Thursday, July 4, 2013

Atlanta Aquarium - Lets You Swim With Whale Sharks

A shark with 15 meters length, and weighs about 12 tons and is swimming directly behind you. Stay calm and try not to look or smell like phytoplankton. These sharks don’t like meat – at least that’s what the guides told you after you paid $225 for 30 minutes of swimming with these giant whale sharks in the Georgia Aquarium in downtown Atlanta.

Their mouths – wide enough to swallow a Volkswagen - are lined with 350 teeth, but they’re for sifting rather than chomping. When the shark expels a mouthful of water through its gills, those teeth hold back all the tasty stuff to be swallowed. They are the largest fish in the sea, but they eat only krill, macro-algae, plankton and small squid or vertebrates that get sucked in to their huge mouths while they filter feed.
You’ll learn all this during 90 minutes of preliminary instructions and education before plunging into the 10-metre-deep pool containing 6.3 million gallons of sea water. It’s the only place in the world where you can snorkel or scuba dive with whale sharks, unless you fall overboard far from shore in some tropical sea.

Don’t touch. That’s the first rule when swimming with these gentle giants. Three guides accompany six guest swimmers at a time in the tank and one of the guides is vide taping your experience so you can buy the DVD when you’re back on terra firma.
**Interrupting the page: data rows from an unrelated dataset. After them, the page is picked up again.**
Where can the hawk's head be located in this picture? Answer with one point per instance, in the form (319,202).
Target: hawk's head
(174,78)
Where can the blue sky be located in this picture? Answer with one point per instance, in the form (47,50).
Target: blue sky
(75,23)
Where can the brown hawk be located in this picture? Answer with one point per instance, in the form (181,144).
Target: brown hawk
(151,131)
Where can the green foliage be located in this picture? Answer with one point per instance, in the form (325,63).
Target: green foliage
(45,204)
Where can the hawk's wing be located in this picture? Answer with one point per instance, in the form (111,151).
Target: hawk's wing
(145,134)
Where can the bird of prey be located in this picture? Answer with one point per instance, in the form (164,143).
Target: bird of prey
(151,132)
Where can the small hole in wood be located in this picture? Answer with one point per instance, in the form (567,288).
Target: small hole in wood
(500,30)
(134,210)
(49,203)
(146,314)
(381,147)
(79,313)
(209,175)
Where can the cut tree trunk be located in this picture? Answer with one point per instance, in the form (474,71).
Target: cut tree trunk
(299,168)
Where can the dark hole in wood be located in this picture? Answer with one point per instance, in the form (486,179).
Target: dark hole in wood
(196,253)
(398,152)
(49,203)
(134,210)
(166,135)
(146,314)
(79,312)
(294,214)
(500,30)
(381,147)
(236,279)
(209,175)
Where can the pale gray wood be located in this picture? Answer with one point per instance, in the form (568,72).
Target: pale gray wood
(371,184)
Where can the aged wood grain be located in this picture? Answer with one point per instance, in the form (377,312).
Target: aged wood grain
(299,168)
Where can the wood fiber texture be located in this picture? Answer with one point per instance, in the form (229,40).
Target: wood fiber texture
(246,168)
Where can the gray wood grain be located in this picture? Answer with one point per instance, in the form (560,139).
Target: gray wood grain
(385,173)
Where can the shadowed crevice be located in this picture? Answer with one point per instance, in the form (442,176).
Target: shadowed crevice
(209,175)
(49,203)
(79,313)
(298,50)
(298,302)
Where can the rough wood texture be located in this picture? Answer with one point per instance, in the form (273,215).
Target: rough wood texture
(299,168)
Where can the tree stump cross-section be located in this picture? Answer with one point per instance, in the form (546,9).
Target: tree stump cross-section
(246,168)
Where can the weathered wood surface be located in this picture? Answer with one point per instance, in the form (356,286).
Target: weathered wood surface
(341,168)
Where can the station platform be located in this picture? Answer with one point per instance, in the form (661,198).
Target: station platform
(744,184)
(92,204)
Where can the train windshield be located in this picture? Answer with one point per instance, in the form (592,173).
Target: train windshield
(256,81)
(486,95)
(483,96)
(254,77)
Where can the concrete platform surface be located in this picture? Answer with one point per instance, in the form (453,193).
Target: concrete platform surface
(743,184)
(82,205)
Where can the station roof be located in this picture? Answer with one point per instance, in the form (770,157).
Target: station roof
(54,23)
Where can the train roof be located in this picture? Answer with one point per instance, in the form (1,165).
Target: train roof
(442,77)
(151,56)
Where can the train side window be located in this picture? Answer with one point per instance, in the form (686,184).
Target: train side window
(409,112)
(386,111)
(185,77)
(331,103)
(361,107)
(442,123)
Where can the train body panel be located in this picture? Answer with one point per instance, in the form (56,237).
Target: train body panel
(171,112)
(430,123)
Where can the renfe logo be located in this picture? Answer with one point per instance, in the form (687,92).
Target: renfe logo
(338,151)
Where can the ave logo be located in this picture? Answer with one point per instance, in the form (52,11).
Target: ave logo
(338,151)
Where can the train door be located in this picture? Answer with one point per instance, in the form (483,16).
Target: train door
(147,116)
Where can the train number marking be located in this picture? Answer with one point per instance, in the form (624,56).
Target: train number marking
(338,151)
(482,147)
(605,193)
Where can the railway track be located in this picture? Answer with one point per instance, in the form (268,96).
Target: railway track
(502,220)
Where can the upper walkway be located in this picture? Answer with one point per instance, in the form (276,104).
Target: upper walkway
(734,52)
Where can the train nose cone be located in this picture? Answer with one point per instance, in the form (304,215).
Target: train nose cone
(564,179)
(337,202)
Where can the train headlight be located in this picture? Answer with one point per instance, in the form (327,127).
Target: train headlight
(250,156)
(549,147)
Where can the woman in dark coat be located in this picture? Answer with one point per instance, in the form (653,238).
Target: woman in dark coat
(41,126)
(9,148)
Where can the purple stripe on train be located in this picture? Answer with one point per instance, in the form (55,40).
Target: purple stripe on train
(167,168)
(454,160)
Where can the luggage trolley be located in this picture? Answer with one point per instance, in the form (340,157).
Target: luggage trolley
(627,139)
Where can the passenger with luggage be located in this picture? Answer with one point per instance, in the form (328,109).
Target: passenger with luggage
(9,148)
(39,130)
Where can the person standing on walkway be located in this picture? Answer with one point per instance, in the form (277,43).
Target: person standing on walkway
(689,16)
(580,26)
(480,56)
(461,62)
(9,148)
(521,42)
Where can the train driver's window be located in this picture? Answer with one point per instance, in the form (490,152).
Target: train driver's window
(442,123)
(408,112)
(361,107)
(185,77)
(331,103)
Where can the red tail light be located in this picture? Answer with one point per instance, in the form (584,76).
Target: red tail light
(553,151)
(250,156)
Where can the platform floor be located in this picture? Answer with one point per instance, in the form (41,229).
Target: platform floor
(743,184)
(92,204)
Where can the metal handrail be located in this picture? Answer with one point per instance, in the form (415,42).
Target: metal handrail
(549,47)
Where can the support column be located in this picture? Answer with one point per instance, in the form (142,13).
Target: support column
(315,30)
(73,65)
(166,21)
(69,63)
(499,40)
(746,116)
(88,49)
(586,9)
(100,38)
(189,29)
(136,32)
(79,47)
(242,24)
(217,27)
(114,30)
You’ll also be accompanied by thousands of other exotic sea creatures, such as hammerhead sharks, sting rays, giant groupers, plus brightly-coloured darting fish. And your friends and family can watch you swim with the sharks. Huge viewing windows look into the tank, plus a Plexiglas tube lets pedestrians stroll across the bottom of the tank, surrounded by fish.
More than 100,000 fresh and salt water fish live in the world’s largest aquarium, which opened four years ago in the heart of Atlanta. It was a $290 million gift from Bernard Marcus, co- founder and principal shareholder of Home Depot, the world's largest home improvement retailer. Marcus's original store sits a couple miles from the aquarium. His chain now has 2,200 stores.
"I wanted to do something that had a major impact on downtown. Something that would draw people to the area, not only folks from out o f town, but those living in communities around Atlanta, people who may have never been to downtown or only to a football or basketball game," said Marcus at the opening of his civic gift.
"When you bring people in, they're going to spend money, and spending money is going to create jobs in this state and create an environment where this state can prosper better than it ever did before."
A 16,400-square-foot ballroom in the aquarium has a large picture window looking into a special zone for beluga whales. Another zone for penguins has a glass dome, like a moon roof, where visitors can crawl through a tunnel and pop up amidst the penguins. 
The aquarium depicts five environmental zones on earth, from the Arctic to tropical seas to fresh water mountain streams and each gallery houses indigenous fish life. Belugas don't swim in the same waters as the Napoleon wrasse, also known as the Maori wrasse, a grouper from Australia's Great Barrier Reef. Those fish are 2.13 metres long and weigh 400 pounds. Adults pay $24 for admission, seniors $20 and $18 for children 3-to-12. The $225 fee to snorkel with the gentle giants includes admission and all equipment. Scuba divers pay $325.
Coca-Cola Ltd., headquartered in Atlanta, donated the nine acres for the aquarium and two years ago opened the New World of Coca-Cola right next door. The 62,000-square-foot entertainment centre includes a full-scale bottling plant, 1,500 Coca-Cola artifacts never seen by the public before, a taste-testing kiosk, a theatre showing the 120-year history of Coke in Atlanta, its familiar advertising presentations over the years and the company's projected future. Adult admission is $14, seniors $12, kids are $8 and children under four are free with an adult.
Across Centennial Olympic Park, a green oasis in the heart of downtown Atlanta, from the Georgia Aquarium and Coca-Cola's new splash you can watch the world unfold by touring  CNN’s World Headquarters. That also costs $8 and you may even get Wolf Blitzer's autograph.
These three attractions are located about three blocks off Interstate 75 where it cuts through downtown Atlanta. Many thousands of Canadians drive that highway going to and fro Florida’s beaches further south.